Beaucoup de textes retoqués et reportés, peu de lois votées : francetv info fait le bilan de l'action du gouvernement depuis les législatives de juin.
POLITIQUE – Ce devait être une loi emblématique de la présidence Hollande, elle illustrera finalement un couac législatif. Le Conseil constitutionnel a censuré, mercredi 24 octobre, la loi sur le logement social. Ce n'est pas le seul texte qui connaît un parcours chaotique depuis les législatives de juin. Francetv info fait le bilan.
Les lois retoquées
A l'origine du cafouillage autour de la loi sur le logement social, il y a la précipitation du gouvernement. En fait, depuis la révision constitutionnelle du 23 juillet 2008, tout projet de loi déposé par le gouvernement à l'Assemblée ou au Sénat est renvoyé auprès de la commission compétente sur le sujet. "Celle-ci examine le texte article par article et peut déposer des amendements pour le modifier. C'est ensuite sur ce texte que se base l'Assemblée nationale ou le Sénat pour débattre, et non sur la version originale proposée par le gouvernement", explique Pierre Avril, professeur de droit constitutionnel à l'université Paris-II, sur BFMTV.com.
Problème : les sénateurs ont adopté la première version du projet de loi et non celle visée par la commission. L'opposition a alors dénoncé "une violation caractérisée" de la Constitution et a saisi les Sages.

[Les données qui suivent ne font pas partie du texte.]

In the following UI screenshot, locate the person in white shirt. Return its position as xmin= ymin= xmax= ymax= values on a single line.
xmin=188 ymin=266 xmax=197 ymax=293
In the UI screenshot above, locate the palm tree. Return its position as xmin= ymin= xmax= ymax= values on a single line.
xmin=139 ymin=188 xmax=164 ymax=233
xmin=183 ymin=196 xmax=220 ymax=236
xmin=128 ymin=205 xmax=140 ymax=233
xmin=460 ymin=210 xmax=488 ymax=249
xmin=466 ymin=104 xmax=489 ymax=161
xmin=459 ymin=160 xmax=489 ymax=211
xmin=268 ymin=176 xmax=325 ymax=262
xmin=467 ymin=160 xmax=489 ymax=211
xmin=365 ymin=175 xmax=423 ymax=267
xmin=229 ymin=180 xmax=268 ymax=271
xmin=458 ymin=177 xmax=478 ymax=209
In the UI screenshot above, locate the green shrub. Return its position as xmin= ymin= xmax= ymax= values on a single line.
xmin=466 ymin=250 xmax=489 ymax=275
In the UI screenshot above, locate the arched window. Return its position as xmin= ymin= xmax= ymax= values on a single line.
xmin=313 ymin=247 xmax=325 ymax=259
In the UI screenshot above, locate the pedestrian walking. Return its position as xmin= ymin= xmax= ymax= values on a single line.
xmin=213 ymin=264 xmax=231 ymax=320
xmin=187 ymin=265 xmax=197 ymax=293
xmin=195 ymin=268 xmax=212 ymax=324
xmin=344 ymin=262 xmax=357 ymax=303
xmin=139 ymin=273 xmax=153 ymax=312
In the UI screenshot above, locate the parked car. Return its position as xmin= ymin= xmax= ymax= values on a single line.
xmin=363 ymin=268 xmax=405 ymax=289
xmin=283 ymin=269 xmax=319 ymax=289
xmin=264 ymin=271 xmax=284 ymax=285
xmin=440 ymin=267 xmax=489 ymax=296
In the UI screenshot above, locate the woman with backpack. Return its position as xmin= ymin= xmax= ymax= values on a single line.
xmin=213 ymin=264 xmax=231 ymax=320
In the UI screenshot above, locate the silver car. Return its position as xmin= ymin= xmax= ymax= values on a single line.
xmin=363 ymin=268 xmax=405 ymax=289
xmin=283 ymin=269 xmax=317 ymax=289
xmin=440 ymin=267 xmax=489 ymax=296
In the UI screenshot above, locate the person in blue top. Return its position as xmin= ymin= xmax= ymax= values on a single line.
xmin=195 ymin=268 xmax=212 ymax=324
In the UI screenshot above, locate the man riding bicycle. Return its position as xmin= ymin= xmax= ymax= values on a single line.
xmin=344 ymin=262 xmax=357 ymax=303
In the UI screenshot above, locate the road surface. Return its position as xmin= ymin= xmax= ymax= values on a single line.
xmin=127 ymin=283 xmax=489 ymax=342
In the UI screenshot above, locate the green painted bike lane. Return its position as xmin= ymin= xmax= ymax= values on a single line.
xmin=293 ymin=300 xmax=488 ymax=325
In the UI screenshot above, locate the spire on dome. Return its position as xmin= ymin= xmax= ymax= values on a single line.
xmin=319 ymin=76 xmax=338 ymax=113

"La révision constitutionnelle de 2008 a modifié en profondeur la Constitution française, en particulier la procédure parlementaire", rappelle Pascal Jan, professeur de droit public à Sciences Po Bordeaux, contacté par francetv info. Désormais, "chaque assemblée [a] la maîtrise de son ordre du jour", comme l'explique la chaîne Public Sénat dans une vidéo. Auparavant, c'était une prérogative du gouvernement. Maintenant, une semaine par mois, l'Assemblée nationale et le Sénat choisissent les textes de loi qu'ils souhaitent respectivement examiner. "Inévitablement, cela modifie le rythme des réformes voulues par le gouvernement", juge Pascal Jan.
Les lois reportées
D'autres textes ont été repoussés. L'examen du projet de loi sur le mariage pour tous à l'Assemblée devait débuter le 12 décembre 2012. Finalement, il débutera fin janvier 2013. Adoptée dans des conditions chaotiques par les députés, la proposition de loi PS sur les tarifs progressifs de l'énergie, qui devait être discutée à partir du 17 octobre par le Sénat, a finalement été retirée de son ordre du jour. La commission des Affaires économiques du Sénat a même déclaré irrecevable le texte remanié par l'Assemblée. A la suite de quoi le rapporteur de la proposition de loi, Roland Courteau (PS), a annoncé qu'il démissionnait de cette fonction. Finalement, on saura mardi si le texte est rejetté par le Sénat.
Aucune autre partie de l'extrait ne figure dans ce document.